Recently, I attended the Building Business Capability (BBC) conference in Las Vegas. I was tempted mainly by the Business Architecture track as I was curious to learn more about the current state of affairs in that field. Here are some of my observations, and conclusions after attending the event.
- Confusion about Enterprise Architecture and its scope is further magnified by more confusion around Business Architecture. Various speakers made different pronouncements about the relationship between the two. Most saw Business Architecture as a component of Enterprise Architecture but some attempted to present Enterprise Architecture as being about IT and Business Architecture being about business. Another speaker suggested that Business Architecture overlaps with Enterprise Architecture but still is a distinct discipline that must “interface” with the Enterprise Architecture.
I agree with the majority that sees Business Architecture as a component of Enterprise Architecture. As to other views, well…, I find it fascinating that some people need to complicate things. Of course, Enterprise Architecture is about the enterprise, and the enterprise is about business, DUH! Need we say more? Presenting Business Architecture as something separate from Enterprise Architecture only increases confusion and…just wait, will lead to more frameworks. God knows we don’t need any more architecture frameworks. If you insist, then let’s fix the ones we have by giving them more business focus (…looking at you TOGAF…) instead of inventing new ones. In any case, enough with inventing more distinct “architectures”.
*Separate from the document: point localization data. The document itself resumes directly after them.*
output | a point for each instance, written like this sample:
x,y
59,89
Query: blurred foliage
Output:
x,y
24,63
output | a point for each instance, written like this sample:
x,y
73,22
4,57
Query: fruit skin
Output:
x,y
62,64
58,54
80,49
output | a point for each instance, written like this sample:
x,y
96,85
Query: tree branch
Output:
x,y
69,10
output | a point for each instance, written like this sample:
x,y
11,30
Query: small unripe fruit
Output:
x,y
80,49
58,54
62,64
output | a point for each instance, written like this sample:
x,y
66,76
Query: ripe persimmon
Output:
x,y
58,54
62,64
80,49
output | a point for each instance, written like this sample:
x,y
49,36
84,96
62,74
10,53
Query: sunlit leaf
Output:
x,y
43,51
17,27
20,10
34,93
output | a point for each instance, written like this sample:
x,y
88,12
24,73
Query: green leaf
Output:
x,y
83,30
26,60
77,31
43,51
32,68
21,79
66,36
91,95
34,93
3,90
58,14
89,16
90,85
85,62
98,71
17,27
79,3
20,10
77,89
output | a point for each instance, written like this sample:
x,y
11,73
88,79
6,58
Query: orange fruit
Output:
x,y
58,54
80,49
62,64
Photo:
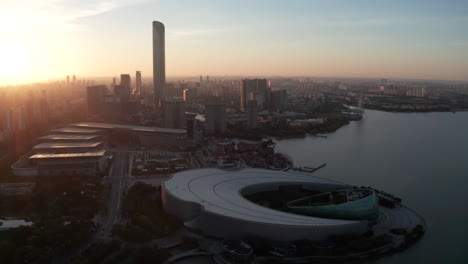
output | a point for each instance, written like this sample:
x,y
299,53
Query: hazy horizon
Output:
x,y
417,40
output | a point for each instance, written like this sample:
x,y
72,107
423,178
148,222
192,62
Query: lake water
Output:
x,y
419,157
13,223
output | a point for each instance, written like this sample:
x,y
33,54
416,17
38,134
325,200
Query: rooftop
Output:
x,y
57,145
128,127
89,154
212,188
76,130
67,137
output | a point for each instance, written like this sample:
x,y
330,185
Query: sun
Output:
x,y
14,62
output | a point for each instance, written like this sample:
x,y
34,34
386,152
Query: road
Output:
x,y
118,180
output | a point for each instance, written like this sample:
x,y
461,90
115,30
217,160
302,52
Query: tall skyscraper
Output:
x,y
252,114
257,87
215,118
123,90
138,83
173,111
159,63
95,98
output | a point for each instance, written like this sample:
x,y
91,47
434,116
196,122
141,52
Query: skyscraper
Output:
x,y
257,87
123,90
95,96
159,63
138,82
252,114
215,118
173,113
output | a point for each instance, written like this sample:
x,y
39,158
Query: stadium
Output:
x,y
276,205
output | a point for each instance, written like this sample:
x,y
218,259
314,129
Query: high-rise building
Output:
x,y
95,96
138,83
277,100
215,118
159,63
189,94
173,113
125,80
257,87
252,114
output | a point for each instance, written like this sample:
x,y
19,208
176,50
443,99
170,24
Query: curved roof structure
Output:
x,y
199,196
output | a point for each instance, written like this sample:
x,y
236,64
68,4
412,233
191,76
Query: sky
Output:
x,y
417,39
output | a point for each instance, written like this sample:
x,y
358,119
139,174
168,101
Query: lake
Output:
x,y
419,157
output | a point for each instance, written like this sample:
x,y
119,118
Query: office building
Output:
x,y
125,83
159,63
252,114
253,89
95,99
138,83
277,100
173,113
215,118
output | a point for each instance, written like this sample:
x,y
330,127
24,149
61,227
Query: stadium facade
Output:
x,y
214,202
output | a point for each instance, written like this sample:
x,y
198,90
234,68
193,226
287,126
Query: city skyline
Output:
x,y
388,39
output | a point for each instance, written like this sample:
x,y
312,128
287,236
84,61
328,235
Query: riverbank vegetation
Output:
x,y
61,209
144,215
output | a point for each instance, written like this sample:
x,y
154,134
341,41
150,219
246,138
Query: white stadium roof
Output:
x,y
219,192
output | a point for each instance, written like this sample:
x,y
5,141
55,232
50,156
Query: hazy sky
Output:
x,y
43,39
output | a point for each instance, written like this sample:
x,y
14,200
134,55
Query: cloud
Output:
x,y
23,16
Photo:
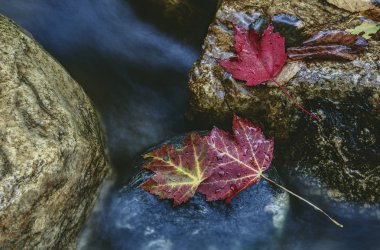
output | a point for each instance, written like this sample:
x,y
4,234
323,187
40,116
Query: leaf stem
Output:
x,y
303,199
295,101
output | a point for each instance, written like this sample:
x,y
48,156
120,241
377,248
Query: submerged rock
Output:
x,y
52,158
136,218
343,150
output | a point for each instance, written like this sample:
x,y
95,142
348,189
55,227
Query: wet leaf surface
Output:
x,y
329,44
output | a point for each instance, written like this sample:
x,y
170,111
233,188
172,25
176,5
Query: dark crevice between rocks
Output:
x,y
341,151
184,20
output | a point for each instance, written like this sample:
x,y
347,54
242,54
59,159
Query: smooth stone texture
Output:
x,y
343,150
134,217
52,156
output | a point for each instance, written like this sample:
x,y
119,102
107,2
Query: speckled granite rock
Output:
x,y
52,158
134,217
343,151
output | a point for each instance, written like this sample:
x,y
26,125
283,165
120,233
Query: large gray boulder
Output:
x,y
343,150
52,157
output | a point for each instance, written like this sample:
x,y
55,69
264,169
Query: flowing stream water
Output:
x,y
135,71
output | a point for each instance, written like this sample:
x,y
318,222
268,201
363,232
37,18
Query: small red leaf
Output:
x,y
259,59
178,172
329,44
241,159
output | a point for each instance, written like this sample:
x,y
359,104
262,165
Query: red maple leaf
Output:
x,y
178,171
259,59
241,160
218,165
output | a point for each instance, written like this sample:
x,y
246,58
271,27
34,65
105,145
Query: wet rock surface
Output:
x,y
342,152
52,158
183,19
136,218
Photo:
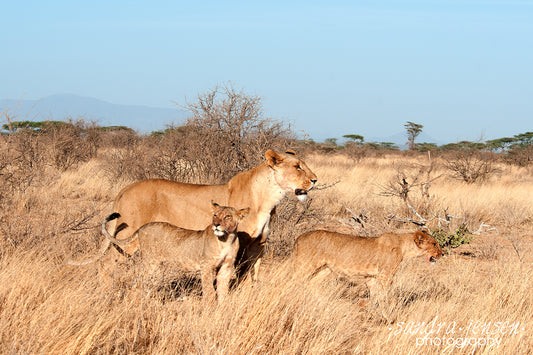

- Traditional roles of Business Analysts and Architects are evolving. Both roles are pushed to pay more attention to business value and business differentiation. Currently, in most organizations Business Analysts are relegated to requirement gatherers for IT projects. Their main focus is to translate requirements received from business into specific definition of IT deliverables and to perform validation of those requirements upon completion of implementation. There is very little going on there in regard to actual business analysis, not to mention Business Architecture. As Business Architecture rises to more prominence, Business Analysts must assume a role of true analysts and partner with Enterprise Architects in a comprehensive approach to Enterprise Architecture. At the same time Enterprise Architects are pushed to reach out to business and expand their role in the Business Architecture realm to make Enterprise Architecture more business-centric and thus more relevant to generating business value. This will likely lead to interesting dynamic with career paths. Both Business Analysts and Enterprise Architects are told that being Business Architects is in their future. However, Enterprise Architects also consider themselves well versed in technology, while Business Analysts not necessarily so. So where does this leave us? Will Enterprise Architects become generalists who rely on Business Architects, specialists, for the Business Architecture part of Enterprise Architecture? Or perhaps Enterprise Architecture will be pushed back to being again only about IT and Business Architects from Business Analyst ranks will direct Enterprise Architects how to shape the IT side of the enterprise?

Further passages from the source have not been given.